Les créanciers se réuniront le 16 septembre pour examiner la proposition. Un accord permettrait à Norwegian d'assainir sa situation financière à court terme alors que la compagnie, pionnière dans le long courrier à bas coûts, ploie sous une dette considérable et accumule les pertes depuis 2017.

Ces difficultés ont été aggravées par des problèmes avec ses moteurs Rolls-Royce ainsi que par l'immobilisation des Boeing 737 MAX, dont elle exploite 18 appareils, après deux accidents mortels rapprochés de ce modèle en Ethiopie et en Indonésie. Pour sortir de l'ornière, Norwegian avait annoncé le mois dernier la cession de ses actifs bancaires, une mesure qui s'ajoute à une augmentation de capital de 3 milliards de couronnes norvégiennes de capital en début d'année.

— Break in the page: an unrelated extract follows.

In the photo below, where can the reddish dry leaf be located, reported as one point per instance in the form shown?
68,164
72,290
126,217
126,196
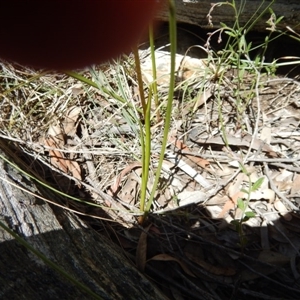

La compagnie a aussi fermé des bases et des liaisons aériennes, et repoussé la livraison d'un certain nombre de nouveaux appareils Airbus et Boeing. Elle négocie en outre la vente d'une partie de sa flotte à une joint-venture susceptible d'être mise en place avec un partenaire financier. L'action prenait 2,14% en début de matinée à la Bourse d'Oslo.